# Carrito autonomo esquiva obstaculos



## tramino (Jul 5, 2011)

Hola¡¡¡

Soy nuevo en esto de electrónica y estoy trabajando en un proyecto escolar, que consiste en construir un carrito con un PIC que esquive obstáculos.

cualquier cosa que puedan aportar, ya sea programación diagramas teoría etc sera bien recibida (recuerden que soy nuevo y se muy poco).

Gracias de antemano,


----------



## hoorus (Jul 11, 2011)

haber mira necesitas un seguidor de linea que esquive obstaculos o solo que esquive obstaculos....
si solo necesitas que esquive obstaculos puedes hacer un prototipo que tenga 2 servomotores los cuales seran controlados con un puente h (l293d) y el cual sera controlado por cualquier tipo de pic... lo que tienes que usar son sensores de ultrasonido SRF05 con estos puedes detectar si hay obstaculos con unos 3 de estos te saldria mas que bien si quieres hacer algo mas avanzado puedes detectar a que distancia hay onjetos.... si necesitas un diseño te lo podria hacer...


----------



## duvalinho (Feb 12, 2012)

este es el circuito



este es el circuito, ojala te siva


----------



## YIROSHI (Feb 12, 2012)

Compañero aqui tienes todo lo que necesitas para el montaje.

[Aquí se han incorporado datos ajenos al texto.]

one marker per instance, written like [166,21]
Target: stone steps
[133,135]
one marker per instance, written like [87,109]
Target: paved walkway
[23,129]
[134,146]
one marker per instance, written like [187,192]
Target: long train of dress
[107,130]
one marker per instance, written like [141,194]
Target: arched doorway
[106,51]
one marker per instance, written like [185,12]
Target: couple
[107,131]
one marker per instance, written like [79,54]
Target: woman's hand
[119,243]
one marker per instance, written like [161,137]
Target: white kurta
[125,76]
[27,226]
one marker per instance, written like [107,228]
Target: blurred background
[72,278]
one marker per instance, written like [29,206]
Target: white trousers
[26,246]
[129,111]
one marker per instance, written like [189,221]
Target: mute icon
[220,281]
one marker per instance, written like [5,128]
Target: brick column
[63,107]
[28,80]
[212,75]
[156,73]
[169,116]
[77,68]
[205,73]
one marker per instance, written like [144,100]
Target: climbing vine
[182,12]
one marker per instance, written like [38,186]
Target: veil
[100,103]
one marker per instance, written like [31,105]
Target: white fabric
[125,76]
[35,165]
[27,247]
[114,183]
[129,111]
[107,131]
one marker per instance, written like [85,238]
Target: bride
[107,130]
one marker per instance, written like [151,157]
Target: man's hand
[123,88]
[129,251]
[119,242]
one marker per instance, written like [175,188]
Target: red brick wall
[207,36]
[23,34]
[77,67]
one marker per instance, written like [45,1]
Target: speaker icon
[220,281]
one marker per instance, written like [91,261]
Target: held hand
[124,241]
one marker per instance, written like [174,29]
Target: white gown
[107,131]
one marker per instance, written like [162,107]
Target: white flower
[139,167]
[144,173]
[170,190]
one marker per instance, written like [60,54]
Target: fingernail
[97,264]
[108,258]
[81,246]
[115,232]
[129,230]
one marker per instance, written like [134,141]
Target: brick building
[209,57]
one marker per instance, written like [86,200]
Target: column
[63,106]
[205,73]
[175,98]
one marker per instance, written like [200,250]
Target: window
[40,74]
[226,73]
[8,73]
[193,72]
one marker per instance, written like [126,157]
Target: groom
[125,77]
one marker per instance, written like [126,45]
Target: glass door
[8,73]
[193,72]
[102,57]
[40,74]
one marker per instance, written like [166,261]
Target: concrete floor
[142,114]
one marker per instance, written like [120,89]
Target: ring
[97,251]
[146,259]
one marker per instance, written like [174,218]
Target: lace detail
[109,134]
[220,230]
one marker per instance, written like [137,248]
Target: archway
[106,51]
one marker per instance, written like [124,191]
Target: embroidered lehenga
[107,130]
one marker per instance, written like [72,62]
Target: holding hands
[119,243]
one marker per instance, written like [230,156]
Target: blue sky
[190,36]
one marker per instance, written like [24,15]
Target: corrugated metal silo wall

http://148.206.53.231/UAMI13915.PDF

Perdon jejeje es un tema ya antiguo pense que eras tu compañero duvalinho que necesitabas el Montaje, mas sin embargo ahi queda por si alguien lo quiere construir.


Saludos.


----------



## elprofetellez (Feb 15, 2012)

económico: motores de cd y l293d, mas simples bumpers mecánicos con microswitch de lámina. tambien te sirven infrarrojos modulados como bumpers. saludos.


----------



## programer (Mar 2, 2012)

que interesante....
gracias por el aporte.
saludos


----------